Są doskonale opancerzone, nowoczesne i należą do najbezpieczniejszych na świecie. Nowe czołgi Abrams będą nas kosztować ponad 20 mld zł. Do końca 2026 r. żołnierze Wojska Polskiego zaczną użytkować 250 pojazdów tego typu. Minister obrony Mariusz Błaszczak i wicepremier Jarosław Kaczyński zapowiedzieli to w lipcu ubiegłego roku, a kilka tygodni temu umowa została podpisana. Jak na kontrakt zbrojeniowy to bardzo szybko. Zakup został przeprowadzony w ramach pilnej potrzeby operacyjnej. To oznacza, że nie było wnikliwego sprawdzania konkurencyjnych ofert i że nie został on uwzględniony w wieloletnich dokumentach planistycznych. Na przykład w planie modernizacji technicznej ogłoszonym trzy lata temu pojawia się program „Wilk”, czyli w uproszczeniu zakup nowych czołgów z ich domniemaną produkcją w Polsce. Choć nabycie abramsów ma wielu krytyków (m.in. właśnie z powodu niezaangażowania polskiego przemysłu w ich produkcję), to szybszych opcji nie było. A to ma znaczenie, szczególnie teraz.
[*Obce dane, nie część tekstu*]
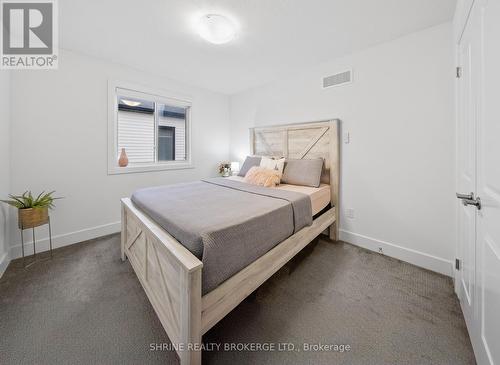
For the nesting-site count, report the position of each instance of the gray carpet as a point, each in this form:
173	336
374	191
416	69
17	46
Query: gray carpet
86	307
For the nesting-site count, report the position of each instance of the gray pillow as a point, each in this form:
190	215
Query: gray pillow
303	172
250	162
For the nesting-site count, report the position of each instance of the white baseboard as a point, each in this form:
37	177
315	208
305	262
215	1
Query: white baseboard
65	239
414	257
4	262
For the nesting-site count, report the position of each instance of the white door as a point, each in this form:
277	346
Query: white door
469	57
488	187
478	164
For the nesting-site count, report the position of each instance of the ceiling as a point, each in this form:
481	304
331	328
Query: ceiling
275	37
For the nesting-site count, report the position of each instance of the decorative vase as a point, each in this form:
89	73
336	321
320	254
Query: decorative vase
32	217
123	160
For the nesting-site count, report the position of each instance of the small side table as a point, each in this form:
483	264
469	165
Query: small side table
23	224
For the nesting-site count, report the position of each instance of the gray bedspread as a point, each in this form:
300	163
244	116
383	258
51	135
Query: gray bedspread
225	223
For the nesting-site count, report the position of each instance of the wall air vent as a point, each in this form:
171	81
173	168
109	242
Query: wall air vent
341	78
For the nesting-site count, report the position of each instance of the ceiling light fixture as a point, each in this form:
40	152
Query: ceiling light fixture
216	29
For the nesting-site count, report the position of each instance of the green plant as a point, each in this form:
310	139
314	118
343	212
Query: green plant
26	200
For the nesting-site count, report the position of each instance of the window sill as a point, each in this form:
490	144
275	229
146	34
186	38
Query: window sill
131	169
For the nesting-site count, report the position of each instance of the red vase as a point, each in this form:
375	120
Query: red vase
123	160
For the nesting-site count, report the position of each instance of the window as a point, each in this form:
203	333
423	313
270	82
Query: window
152	129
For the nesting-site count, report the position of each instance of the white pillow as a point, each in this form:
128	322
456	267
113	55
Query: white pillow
271	164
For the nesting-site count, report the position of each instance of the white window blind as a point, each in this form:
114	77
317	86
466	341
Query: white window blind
180	135
136	133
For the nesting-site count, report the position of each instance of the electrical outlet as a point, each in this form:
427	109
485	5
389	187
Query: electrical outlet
349	213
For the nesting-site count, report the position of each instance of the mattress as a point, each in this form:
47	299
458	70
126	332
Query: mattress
227	224
320	197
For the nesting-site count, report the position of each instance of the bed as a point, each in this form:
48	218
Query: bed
190	293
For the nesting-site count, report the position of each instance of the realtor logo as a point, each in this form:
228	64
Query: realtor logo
29	34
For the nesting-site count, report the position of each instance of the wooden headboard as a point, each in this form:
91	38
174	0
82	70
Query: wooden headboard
306	140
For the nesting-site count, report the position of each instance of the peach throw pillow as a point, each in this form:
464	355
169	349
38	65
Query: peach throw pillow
264	177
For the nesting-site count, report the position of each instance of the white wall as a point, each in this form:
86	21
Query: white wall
5	77
398	170
59	129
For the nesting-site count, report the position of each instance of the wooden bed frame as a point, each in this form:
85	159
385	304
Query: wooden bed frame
171	275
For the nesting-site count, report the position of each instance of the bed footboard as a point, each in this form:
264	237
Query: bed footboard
170	276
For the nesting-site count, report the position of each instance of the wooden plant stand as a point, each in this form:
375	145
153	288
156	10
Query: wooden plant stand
32	218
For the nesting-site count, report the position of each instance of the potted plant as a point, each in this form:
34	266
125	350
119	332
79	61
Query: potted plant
32	212
225	169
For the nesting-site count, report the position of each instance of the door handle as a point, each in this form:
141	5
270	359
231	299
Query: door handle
476	202
465	196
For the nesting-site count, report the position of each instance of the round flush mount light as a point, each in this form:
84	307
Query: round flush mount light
216	29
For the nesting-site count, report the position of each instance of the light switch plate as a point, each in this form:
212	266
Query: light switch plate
347	137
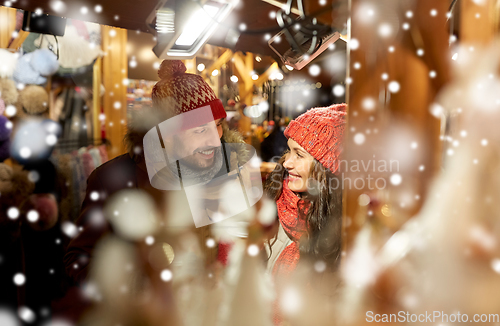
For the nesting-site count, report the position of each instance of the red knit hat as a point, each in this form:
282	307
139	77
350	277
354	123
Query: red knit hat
182	92
320	131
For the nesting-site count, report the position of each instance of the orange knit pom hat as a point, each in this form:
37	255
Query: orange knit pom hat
182	92
320	131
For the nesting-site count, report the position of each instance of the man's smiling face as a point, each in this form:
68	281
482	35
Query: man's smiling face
197	147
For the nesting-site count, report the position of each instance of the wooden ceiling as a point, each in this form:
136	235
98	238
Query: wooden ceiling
132	14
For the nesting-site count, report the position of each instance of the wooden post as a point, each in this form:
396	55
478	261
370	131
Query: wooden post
96	99
7	25
382	59
115	71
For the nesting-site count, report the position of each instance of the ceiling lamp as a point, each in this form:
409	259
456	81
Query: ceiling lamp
183	27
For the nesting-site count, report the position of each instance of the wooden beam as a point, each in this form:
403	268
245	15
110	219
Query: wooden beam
265	76
115	70
221	60
245	88
478	21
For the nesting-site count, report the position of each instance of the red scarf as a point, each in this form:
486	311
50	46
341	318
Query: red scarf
288	213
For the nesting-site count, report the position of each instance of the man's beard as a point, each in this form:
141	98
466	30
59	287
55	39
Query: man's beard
192	173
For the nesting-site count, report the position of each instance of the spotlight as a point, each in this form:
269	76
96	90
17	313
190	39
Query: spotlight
183	27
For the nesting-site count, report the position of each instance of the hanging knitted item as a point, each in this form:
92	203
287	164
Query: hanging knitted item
289	205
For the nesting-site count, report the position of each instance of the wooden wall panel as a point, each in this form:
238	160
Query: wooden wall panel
114	72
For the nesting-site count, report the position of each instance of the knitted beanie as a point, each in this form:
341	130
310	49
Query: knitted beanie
181	92
320	131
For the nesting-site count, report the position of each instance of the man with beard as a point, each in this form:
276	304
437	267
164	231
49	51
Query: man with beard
172	145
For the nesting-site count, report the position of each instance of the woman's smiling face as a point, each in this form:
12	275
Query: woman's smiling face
298	164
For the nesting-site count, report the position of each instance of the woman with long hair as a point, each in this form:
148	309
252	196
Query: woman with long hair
308	193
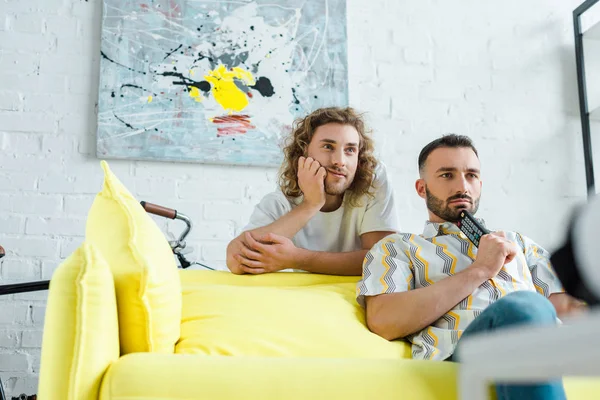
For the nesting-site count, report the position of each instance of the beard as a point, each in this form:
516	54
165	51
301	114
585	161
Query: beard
337	186
447	212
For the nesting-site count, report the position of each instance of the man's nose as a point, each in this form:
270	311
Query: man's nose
338	158
462	185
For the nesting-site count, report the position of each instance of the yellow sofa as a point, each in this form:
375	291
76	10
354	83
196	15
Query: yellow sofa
122	323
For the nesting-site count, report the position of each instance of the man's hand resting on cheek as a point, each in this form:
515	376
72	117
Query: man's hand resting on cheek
268	253
311	179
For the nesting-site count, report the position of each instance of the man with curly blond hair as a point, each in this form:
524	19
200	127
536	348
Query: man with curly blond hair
333	205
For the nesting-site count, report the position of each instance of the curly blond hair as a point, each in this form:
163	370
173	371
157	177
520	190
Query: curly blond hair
303	132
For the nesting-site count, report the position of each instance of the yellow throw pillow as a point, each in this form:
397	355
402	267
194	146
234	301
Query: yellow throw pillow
146	278
81	332
278	315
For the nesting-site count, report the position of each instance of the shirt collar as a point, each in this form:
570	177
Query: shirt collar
433	229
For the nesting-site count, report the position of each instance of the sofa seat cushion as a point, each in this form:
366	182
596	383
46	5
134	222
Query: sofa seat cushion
146	279
277	315
185	376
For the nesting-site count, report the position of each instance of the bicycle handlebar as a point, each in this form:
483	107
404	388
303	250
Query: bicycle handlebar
159	210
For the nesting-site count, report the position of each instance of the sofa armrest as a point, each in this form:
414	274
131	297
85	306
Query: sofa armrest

Wojna za miedzą szybko zwalczyła syndrom niedecyzyjności i braki budżetowe. Teraz ważny zakup da się przeprowadzić w kilka tygodni, a od przyszłego roku budżet na obronność wzrośnie o ok. 20 mld zł, do 3 proc. PKB. A może i bardziej

Czołgi kupujemy w umowie międzyrządowej od Stanów Zjednoczonych, co oznacza, że robimy to w ramach procedury Foreign Military Sales (FMS). Jest ona transparentna i doskonale rozpisana na kolejne kroki na amerykańskiej stronie rządowej Defense Security Cooperation Agency. To dokładne przeciwieństwo tego, jak w kwestii procedur działaliśmy do tej pory w Polsce. Wiadomo więc, że najpierw kraj, który chce coś kupić od amerykańskich firm zbrojeniowych, za pośrednictwem rządu w Waszyngtonie wysyła zapytanie ofertowe o cenę i dostępność. Mniej więcej po 45 dniach otrzymuje odpowiedź zawierającą m.in. maksymalną cenę zakupu i dogaduje szczegóły, po czym wysyła już konkretne zapytanie ofertowe. Czeka na odpowiedź i zgodę Kongresu (tutaj są określone limity czasowe i nie można odkładać decyzji) i umowę można podpisywać. Jej wartość jest zazwyczaj mniejsza niż ta maksymalna podawana na początku rozmów. Jeśli procedura idzie bezproblemowo – jak w przypadku abramsów – zajmuje to mniej niż rok. Ale może to być znacznie dłużej, jeśli zamawiający ociąga się z wdrażaniem kolejnych kroków.
W ostatnich latach największe zakupy polskie Ministerstwo Obrony robi właśnie w ramach FMS – tak kupowaliśmy m.in. dwie baterie systemu Patriot, 32 samoloty F-35 czy właśnie abramsy (każdy z kontraktów ma wartość ponad 20 mld zł). Olbrzymią zaletą takiego rozwiązania jest jego przejrzystość. A szybkie i sprawne postępowanie do niedawna wydawało się niemożliwe. Dlatego resort obrony zaczął chodzić na skróty, nadużywając środka wyjątkowego – pilnej potrzeby operacyjnej. Bo też obowiązujące w Polsce procedury były obarczone licznymi wadami, które przez lata blokowały polski system zakupów uzbrojenia.